The footsteps came. They were soft ones, but sure. As the footsteps came closer Delegado felt a mental probing, not too different than he had felt when he encountered the Riedran pirates. The half-orc forced his mind to be quiet, silent, unnoticed. A quick glance at Thomas showed the half-daelkyr doing the same thing. The symbiont was hiding behind Thomas, plainly terrified.

The footfalls were near, and then they stopped by the corpses that Delegado and Thomas had left. There was a soft chanting, and then a deep, powerful voice demanded something in the terrible language of the fiends. Delegado was shocked to hear an answer in the same language, albeit in a weak, monotone voice. The bounty hunter peeked around the tunnel curve.

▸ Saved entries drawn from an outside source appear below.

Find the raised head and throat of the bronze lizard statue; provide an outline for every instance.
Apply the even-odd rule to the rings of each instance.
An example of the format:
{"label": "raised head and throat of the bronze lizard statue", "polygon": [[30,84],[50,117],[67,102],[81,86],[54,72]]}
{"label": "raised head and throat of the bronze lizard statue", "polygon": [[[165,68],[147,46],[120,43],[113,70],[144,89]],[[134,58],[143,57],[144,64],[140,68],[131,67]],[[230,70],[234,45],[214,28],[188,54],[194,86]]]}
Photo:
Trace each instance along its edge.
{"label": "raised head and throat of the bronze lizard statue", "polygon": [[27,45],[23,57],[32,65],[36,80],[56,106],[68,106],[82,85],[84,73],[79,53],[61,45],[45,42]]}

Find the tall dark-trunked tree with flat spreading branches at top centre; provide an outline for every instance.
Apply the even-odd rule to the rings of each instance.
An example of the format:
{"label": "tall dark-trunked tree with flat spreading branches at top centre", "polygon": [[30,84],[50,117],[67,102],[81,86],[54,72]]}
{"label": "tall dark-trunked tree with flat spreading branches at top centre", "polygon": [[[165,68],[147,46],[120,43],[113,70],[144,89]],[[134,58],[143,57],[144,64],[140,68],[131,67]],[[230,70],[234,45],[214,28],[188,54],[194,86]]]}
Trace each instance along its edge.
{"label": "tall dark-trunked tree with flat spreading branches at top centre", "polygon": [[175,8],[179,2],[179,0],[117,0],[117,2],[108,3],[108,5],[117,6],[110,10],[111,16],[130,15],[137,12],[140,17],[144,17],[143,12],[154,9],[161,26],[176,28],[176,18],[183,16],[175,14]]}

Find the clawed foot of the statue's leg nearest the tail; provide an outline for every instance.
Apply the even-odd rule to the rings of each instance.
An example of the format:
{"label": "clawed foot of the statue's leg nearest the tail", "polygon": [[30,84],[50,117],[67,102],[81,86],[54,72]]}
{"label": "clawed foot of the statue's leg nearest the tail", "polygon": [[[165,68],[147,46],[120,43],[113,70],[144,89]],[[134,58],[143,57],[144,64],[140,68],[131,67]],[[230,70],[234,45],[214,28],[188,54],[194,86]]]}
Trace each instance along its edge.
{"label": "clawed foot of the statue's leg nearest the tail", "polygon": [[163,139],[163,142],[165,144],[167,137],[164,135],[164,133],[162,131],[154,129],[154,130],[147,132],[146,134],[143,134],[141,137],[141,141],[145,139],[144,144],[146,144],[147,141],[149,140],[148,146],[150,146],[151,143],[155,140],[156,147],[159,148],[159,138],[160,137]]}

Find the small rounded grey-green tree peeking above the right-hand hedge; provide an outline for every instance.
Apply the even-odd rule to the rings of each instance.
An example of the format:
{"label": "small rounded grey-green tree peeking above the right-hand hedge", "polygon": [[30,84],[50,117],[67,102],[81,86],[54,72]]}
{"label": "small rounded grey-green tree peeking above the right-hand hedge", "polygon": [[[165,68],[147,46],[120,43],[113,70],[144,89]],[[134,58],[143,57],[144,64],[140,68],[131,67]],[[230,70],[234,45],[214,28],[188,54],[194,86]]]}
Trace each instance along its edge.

A tall figure in a robe with a deep hood was making a demon corpse talk through some spell. Delegado could make out little of the creature in the dark robe, although he could see runes at the hem of the robe with silvery tracings. The half-orc frowned. He had seen something similar, long ago. The robe prevented its wearer from leaving any tracks, even a scent for bloodhounds. In the civilized lands of Khorvaire it was either incredibly expensive or incredibly illegal. Delegado had only caught the fugitive wearing it because Feather had spotted the quarry from the air. This robe meant that Delegado’s hunch about whoever was behind this wanting it hidden was right.

The figure in the robe finished interrogating the corpse and let the spell go. Delegado got a glimpse of a hand with stripes of fur clutch the robe as the thing went deeper into the tunnels, straight down the path that led to wherever Iron Orphan was.

Delegado waited, forcing himself to slowly count to a hundred, then turned back to Thomas. “I think I just saw the local clan-chief,” he said.

“I had a feeling,” Thomas told him. “We don’t have any more bless weapon oils or scrolls, do we?”

Delegado shook his head. “You have any bless weapon scrolls by any chance?” Thomas answer was a negative shake of the head. “Happy joy. Listen, that thing is a spellcaster with some expensive gear, we have to think carefully about this. We have to use those invisibility scrolls.”

“We only have two,” Thomas reminded him.

“We’ve only got one skin,” Delegado pointed out. The symbiont looked at him. “Don’t you start,” Delegado told the stormstalk.

“Did you get any clue about what it was?” Thomas said.

“Stripes of fur on one hand,” the half-orc shrugged.

“Orange and black fur?” Thomas asked. There was real fear in Thomas’ voice.

“Orc nightsight doesn’t have color perception,” Delegado said, a bit defensively. “I thought your darkvision was the same.”

“Yeah, yeah it is,” Thomas said. “Delegado, do you know what a rakshasa is?”

“No.” Delegado didn’t like admitting that, but blustering wasn’t going to get him anywhere.

“The worst Kyhber has to offer,” Thomas said. “The only force in the world below that the daelkyr fear. They call themselves the Lords of Dust.”

Delegado’s mouth twisted. “Okay, yeah, I’ve heard that term. We still need to go get Orphan.”

Thomas wordlessly drank a pair of potions and Delegado did the same. Two scrolls later they were running down the tunnels with invisibility spells in place, trying not to bump into each other.